[Python-ideas] Should our default random number generator be secure?

Tue Sep 15 13:41:30 CEST 2015

On Tue, Sep 15, 2015 at 1:45 AM, M.-A. Lemburg <mal at egenix.com> wrote:
> On 15.09.2015 09:36, Nathaniel Smith wrote:
>>
>> [Using empirical tests to check RNGs]
>>
>> Obviously the thing the scientists worry about is a *strict* subset of
>> what the cryptographers are worried about.
>
> I think this explains why we cannot make ends meet:
>
> A scientist wants to be able to *repeat* a simulation in exactly the
> same way without having to store GBs of data (or send them to colleagues
> to have them very the results).
>
> Crypto RNGs cannot provide this feature per design.
>
> What people designing PRNGs are after is to improve the statistical
> properties of these PRNGs while still maintaining the repeatability
> of the output.
>
>> This is why it is silly to
>> worry that a crypto RNG will cause problems for a scientific
>> simulation. The cryptographers take the scientists' real goal -- the
>> correctness of arbitrary programs like e.g. a monte carlo simulation
>> -- *much* more seriously than the scientists themselves do. (This is
>> because scientists need RNGs to do their real work, whereas for
>> cryptographers RNGs are their real work.)
>
> Yes, cryptographers are the better folks, understood. These arguments
> are not really helpful. They are not even arguments.
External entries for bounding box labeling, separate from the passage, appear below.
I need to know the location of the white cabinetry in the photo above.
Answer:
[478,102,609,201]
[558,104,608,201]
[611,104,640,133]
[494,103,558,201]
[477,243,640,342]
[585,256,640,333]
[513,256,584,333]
Err... I think we're arguing past each other. (Hint: I'm a scientist,
not a cryptographer ;-).)

My email was *only* trying to clear up the argument that keeps popping
up about whether or not a cryptographic RNG could introduce bias in
simulations etc., as compared to the allegedly-better-behaved Mersenne
Twister. (As in e.g. your comment upthread that "[MT] is proven to be
equidistributed which is a key property needed for it to be used as
basis for other derived probability distributions".) This argument is
incorrect -- equidistribution is not a guarantee that an RNG will
produce good results when deriving other probability distributions,
and in general cryptographic RNGs will produce as-or-better results
than MT in terms of correctness of output. On this particular axis,
using a cryptographic RNG is not at all dangerous.

Obviously this is only one of the considerations in choosing an RNG;
the quality of the randomness is totally orthogonal to considerations
like determinism.

(Cryptographers also have deterministic RNGs -- they call them "stream
ciphers" -- and these will also meet or beat MT in any practically
relevant test of correctness for the same reasons I outlined, despite
not being provably equidistributed. Of course there are then yet other
trade-offs like speed. But that's not really relevant to this thread,
because no-one is proposing replacing MT as the standard deterministic
RNG in Python; I'm just trying to be clear about how one judges the
quality of randomness that an RNG produces.)

-n

-- 
Nathaniel J. Smith -- http://vorpus.org